List    DCD  3,4,3,6,7 ;the numbers to be added together

;each one is 4 bytes (20 bytes in total)

END

 

(a) Modify the original program to utilize:

○ Autoindexing pre-indexed addressing mode

○ Autoindexing post-indexed addressing mode

 

(b) Modify the original program by eliminating the instruction  “ADD r0,r0,#4”, while keeping the functionality       of the program the same, without using any autoindexing mode.

 

 

  1. Using only 7 ARM assembly instructions, execute the following flowchart.
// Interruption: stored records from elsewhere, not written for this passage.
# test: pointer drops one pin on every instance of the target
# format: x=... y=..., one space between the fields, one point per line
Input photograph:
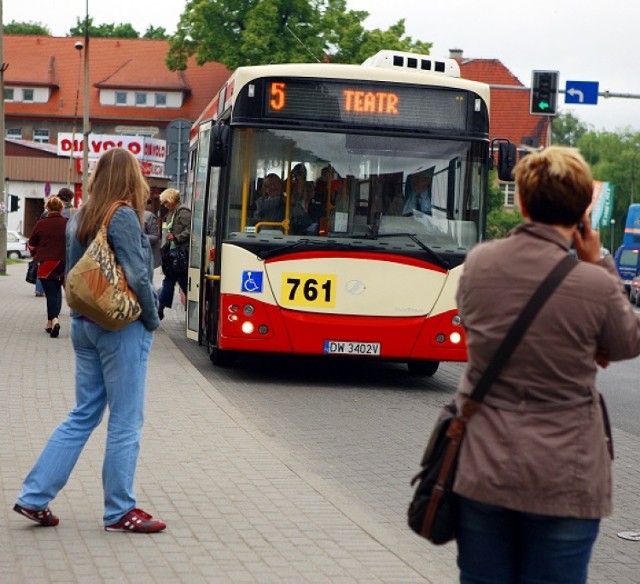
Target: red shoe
x=43 y=517
x=137 y=521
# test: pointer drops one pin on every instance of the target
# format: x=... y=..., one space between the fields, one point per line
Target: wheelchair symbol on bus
x=251 y=281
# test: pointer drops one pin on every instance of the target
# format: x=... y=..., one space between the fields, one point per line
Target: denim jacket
x=133 y=252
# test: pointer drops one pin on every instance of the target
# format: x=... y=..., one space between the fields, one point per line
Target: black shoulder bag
x=432 y=512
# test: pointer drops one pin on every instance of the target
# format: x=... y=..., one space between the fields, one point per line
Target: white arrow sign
x=573 y=92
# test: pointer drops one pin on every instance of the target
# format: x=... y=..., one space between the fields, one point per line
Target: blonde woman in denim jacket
x=111 y=367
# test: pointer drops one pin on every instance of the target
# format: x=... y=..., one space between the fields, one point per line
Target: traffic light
x=544 y=93
x=14 y=203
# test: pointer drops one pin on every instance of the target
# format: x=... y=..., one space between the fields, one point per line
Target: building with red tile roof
x=510 y=117
x=131 y=92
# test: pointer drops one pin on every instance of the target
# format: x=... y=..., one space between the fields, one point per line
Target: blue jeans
x=111 y=370
x=500 y=546
x=165 y=297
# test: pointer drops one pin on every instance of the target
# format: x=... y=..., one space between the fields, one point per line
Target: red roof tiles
x=37 y=61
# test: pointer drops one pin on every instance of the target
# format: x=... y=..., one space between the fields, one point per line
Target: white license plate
x=351 y=348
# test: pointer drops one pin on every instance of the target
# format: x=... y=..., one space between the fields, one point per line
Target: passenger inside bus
x=324 y=194
x=418 y=195
x=301 y=194
x=270 y=206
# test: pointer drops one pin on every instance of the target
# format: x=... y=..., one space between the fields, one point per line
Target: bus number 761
x=308 y=290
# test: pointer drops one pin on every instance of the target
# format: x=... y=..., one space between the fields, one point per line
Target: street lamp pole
x=85 y=114
x=613 y=228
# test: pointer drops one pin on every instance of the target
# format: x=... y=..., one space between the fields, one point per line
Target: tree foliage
x=567 y=129
x=120 y=31
x=30 y=28
x=154 y=32
x=254 y=32
x=615 y=158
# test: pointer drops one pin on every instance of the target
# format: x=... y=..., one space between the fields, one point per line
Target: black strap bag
x=175 y=262
x=32 y=272
x=432 y=511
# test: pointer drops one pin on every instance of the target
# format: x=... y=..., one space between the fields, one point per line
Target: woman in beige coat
x=534 y=474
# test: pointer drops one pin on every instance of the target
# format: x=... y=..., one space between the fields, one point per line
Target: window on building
x=509 y=193
x=121 y=98
x=15 y=133
x=41 y=135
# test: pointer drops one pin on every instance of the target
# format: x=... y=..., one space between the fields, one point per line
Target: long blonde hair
x=117 y=177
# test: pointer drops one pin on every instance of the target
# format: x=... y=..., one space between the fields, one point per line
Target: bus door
x=198 y=225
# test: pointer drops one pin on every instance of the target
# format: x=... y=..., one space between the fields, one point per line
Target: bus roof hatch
x=409 y=61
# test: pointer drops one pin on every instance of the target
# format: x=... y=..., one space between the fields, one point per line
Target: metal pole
x=613 y=228
x=4 y=199
x=86 y=130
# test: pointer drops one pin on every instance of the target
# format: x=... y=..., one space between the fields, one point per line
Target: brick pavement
x=240 y=506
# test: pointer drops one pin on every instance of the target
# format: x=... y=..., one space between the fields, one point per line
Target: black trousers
x=53 y=292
Test your code by assigning various values to r0, r1, r2, and r3.

 

 

 

  1. Without using any of the ARM multiplication instructions, write only one ARM instruction that executes [R4] ß 16385 × [R4].

Manually generate the machine language code for this instruction and verify it using the simulator.

 

  1. What is the machine language of AND r2,r3,#0x1080

Verify it using the simulator.

 

  1. What is the reverse assembly of the following machine language instruction:
    • 0x00000000
    • 0x50076808
    • 0xE3A01D22 (d) 0xE3A01E88

Verify it using the simulator. Hint: you may want to consult Table 3.2 and figure 3.26 in the textbook.

 

  1. What is the reverse assembly of the following machine language instruction: 0xE6DCA408?

Verify it using the simulator.

Hint: you may want to consider Figure 3.39 in the textbook.